On 22 January 2010, at 03:14, Erik Norgaard wrote:

> Doug Hardie wrote:
>> On 22 January 2010, at 01:45, Erik Norgaard wrote:
>>> To debug pf rules:
>>> 
>>> - always add direction to the rule, pass or block, add interface to all
>>> rules except default policy, keep state on all pass rules
>>> - group your rules per direction, then per interface
>>> - add log to all rules and watch pflog to see which rule blocks or
>>> passes traffic.
>>> - use keyword quick for any decisive rule
>>> - check the parsing of your ruleset, pfctl -sr
>>> 
>>> then come back and ask for help.
>> Where do you find the rule information in the pflog output from tcpdump?  
> 
> a snip:
> 
> alpha# tcpdump -n -e -i pflog0
> tcpdump: WARNING: pflog0: no IPv4 address assigned
> tcpdump: verbose output suppressed, use -v or -vv for full protocol decode
> listening on pflog0, link-type PFLOG (OpenBSD pflog file), capture size 96 
> bytes
> 11:55:20.910140 rule 81/0(match): block in on vr1: 172.16.1.127.52444 > 
> 172.16.0.1.23:  tcp 44 [bad hdr length 0 - too short, < 20]
> 
> rule 81 blocks. Now, problem is that your rules may be more compact, you'll 
> find the rule with pfctl -sr. Now admittedly, I got:
> 
> pass in quick on vr1 inet proto udp from 172.16.0.0/23 to <local_ip> port = 
> secret_service keep state
> 
> ofcourse, that rule didn't block. But two lines down I found:
> 
> block return in log quick on vr1 inet from 172.16.0.0/23 to <local_ip>
> 
> This makes sence, so why the offset 2? The first line of the output from 
> pfctl -sr is
> 
> scrub all fragment reassemble
> 
> that shouldn't count as a rule.
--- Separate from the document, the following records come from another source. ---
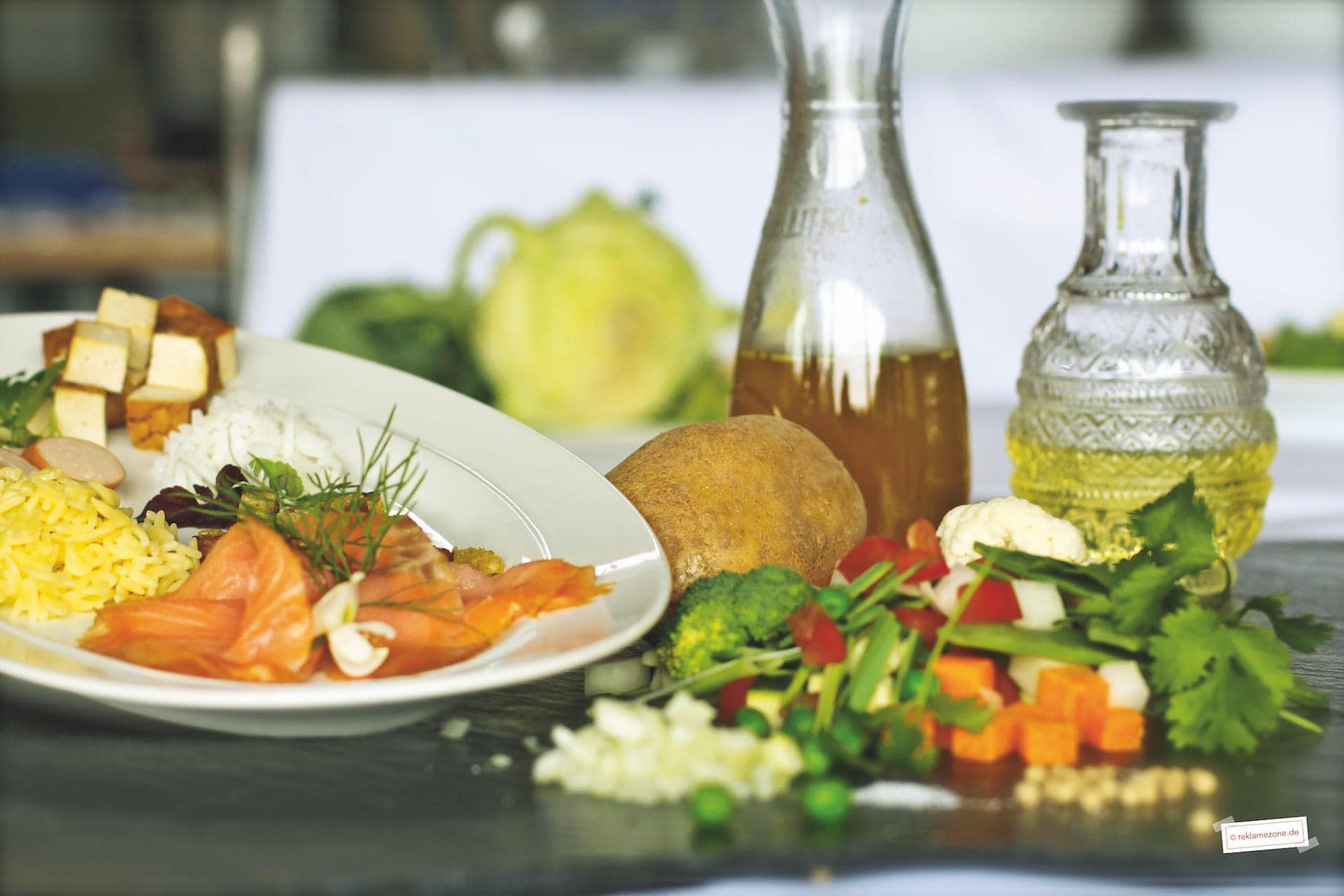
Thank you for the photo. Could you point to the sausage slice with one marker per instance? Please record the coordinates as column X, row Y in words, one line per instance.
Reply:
column 77, row 458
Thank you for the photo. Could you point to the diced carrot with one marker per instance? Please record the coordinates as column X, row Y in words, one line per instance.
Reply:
column 964, row 676
column 1075, row 694
column 1116, row 729
column 1047, row 742
column 993, row 742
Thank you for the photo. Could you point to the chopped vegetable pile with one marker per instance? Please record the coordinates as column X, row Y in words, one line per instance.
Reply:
column 1011, row 654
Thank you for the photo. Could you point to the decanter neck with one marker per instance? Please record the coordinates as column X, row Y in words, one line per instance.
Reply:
column 1144, row 232
column 839, row 55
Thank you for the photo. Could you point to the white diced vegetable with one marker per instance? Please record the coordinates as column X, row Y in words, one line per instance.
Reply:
column 949, row 589
column 1025, row 671
column 1128, row 690
column 1041, row 605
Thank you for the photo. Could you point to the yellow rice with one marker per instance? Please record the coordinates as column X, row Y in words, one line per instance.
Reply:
column 67, row 547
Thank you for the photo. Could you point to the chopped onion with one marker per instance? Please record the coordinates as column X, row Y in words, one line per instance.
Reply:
column 617, row 676
column 1128, row 690
column 948, row 590
column 1040, row 602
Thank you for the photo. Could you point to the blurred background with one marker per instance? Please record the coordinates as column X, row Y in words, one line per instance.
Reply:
column 255, row 155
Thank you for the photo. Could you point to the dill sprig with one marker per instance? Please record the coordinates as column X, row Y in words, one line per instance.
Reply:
column 337, row 514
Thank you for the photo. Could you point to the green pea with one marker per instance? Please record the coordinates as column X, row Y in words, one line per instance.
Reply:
column 797, row 724
column 848, row 735
column 816, row 758
column 910, row 687
column 753, row 720
column 713, row 806
column 834, row 601
column 827, row 801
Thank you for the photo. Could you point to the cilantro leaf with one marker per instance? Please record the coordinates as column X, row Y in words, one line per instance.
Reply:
column 1186, row 648
column 1262, row 656
column 1304, row 633
column 1224, row 713
column 964, row 713
column 1140, row 596
column 1177, row 528
column 1227, row 682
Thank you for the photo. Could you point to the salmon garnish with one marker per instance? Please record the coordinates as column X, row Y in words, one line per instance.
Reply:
column 244, row 614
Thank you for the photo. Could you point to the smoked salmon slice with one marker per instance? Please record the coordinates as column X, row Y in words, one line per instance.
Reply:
column 244, row 614
column 437, row 626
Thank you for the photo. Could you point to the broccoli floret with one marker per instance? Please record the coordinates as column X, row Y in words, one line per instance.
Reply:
column 729, row 610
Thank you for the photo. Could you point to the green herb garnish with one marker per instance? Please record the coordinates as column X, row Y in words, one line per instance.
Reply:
column 20, row 399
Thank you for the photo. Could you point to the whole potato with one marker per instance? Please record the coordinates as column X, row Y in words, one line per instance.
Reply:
column 743, row 492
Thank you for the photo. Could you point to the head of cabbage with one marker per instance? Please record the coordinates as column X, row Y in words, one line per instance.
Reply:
column 594, row 317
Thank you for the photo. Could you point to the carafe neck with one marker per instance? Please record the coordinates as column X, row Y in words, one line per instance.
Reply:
column 1144, row 232
column 839, row 57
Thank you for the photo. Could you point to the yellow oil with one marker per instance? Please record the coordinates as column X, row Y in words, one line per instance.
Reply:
column 1098, row 489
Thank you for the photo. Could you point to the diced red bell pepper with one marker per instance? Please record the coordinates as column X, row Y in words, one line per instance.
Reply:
column 926, row 621
column 875, row 548
column 934, row 567
column 993, row 601
column 733, row 696
column 923, row 536
column 818, row 634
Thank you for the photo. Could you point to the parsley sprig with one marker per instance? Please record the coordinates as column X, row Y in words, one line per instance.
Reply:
column 20, row 399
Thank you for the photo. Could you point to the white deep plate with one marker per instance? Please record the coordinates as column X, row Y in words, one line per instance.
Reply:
column 491, row 482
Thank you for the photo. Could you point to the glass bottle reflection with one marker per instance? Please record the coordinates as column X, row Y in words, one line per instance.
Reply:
column 846, row 328
column 1142, row 372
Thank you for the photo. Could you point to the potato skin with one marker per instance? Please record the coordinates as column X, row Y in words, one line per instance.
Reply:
column 743, row 492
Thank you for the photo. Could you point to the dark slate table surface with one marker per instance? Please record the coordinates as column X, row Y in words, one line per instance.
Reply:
column 106, row 805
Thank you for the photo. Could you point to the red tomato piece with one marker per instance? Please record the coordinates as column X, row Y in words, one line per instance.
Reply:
column 818, row 634
column 926, row 621
column 923, row 536
column 993, row 601
column 934, row 567
column 733, row 696
column 875, row 548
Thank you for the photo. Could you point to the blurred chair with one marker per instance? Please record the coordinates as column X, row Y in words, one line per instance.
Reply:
column 370, row 182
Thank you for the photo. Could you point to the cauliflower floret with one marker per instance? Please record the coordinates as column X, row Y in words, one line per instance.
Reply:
column 1008, row 523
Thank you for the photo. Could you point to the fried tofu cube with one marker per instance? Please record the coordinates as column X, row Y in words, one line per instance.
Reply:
column 81, row 412
column 179, row 362
column 55, row 343
column 100, row 355
column 118, row 400
column 179, row 316
column 153, row 412
column 137, row 315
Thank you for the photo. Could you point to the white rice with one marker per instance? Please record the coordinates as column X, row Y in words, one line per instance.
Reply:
column 235, row 429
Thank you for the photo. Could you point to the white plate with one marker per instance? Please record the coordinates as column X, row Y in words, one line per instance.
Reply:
column 491, row 481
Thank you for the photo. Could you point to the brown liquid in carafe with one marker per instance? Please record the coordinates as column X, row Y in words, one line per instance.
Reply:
column 897, row 422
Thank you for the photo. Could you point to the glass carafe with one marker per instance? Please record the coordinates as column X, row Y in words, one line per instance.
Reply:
column 1142, row 371
column 846, row 328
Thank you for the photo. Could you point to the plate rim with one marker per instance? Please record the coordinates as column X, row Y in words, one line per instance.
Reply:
column 397, row 690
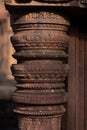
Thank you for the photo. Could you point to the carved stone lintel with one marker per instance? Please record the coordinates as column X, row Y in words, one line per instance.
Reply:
column 41, row 43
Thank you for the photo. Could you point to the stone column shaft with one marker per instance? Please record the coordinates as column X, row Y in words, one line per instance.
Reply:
column 41, row 48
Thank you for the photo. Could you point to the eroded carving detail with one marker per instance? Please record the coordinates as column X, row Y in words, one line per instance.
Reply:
column 41, row 42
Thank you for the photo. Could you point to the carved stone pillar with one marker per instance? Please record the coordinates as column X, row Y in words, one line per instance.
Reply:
column 41, row 43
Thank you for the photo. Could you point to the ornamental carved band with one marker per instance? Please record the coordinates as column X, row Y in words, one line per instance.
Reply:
column 41, row 43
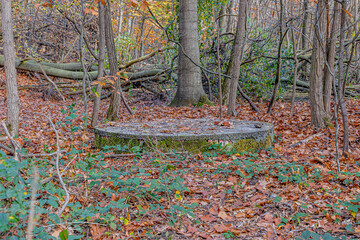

And then, if pflog starts counting with 0 
> while vi counts from 1 that explains it.
> 
> Yet another reason to check the rules as parsed using pfctl -sr.
> 
> Anyway, not trying to cut corners is the first step, then add log so you can 
> see whats going on, use quick to avoid some packet fall through and being 
> matched by a different rule than intended, organizes your rules so you can 
> easily separate things out.
> 
> My rules are grouped together like this:
> 
> # default policy
> block all
> 
> block in log <general condition>
> pass  in quick some packets keep state
> block in log quick <general condition>
> 
> block out log <general condition>
> pass  out quick some packets keep state
> block out log quick <general condition>
> 
> # Default policy catch all should never apply
> block log all
> 
> the conditions for the pass rules should match those of the first block and 
> then be more specific, say, only apply to one port. Doing so, the pf rule 
> parser will optimize the ruleset.
> 
> Even if I know that a given rule can only match packets on the vr0 interface, 
> I explicitly state the interface. It makes it clear what's going on.
> 
> Once the ruleset is debugged and working you can remove the log statements.

Thanks.  That is really helpful.  The key is that the rule information is in 
the link layer.  I never guessed that.  Now I see it just fine.  This approach 
sure beats monitoring the statistics and the input and trying to correlate 
them.  That was the approach I was using.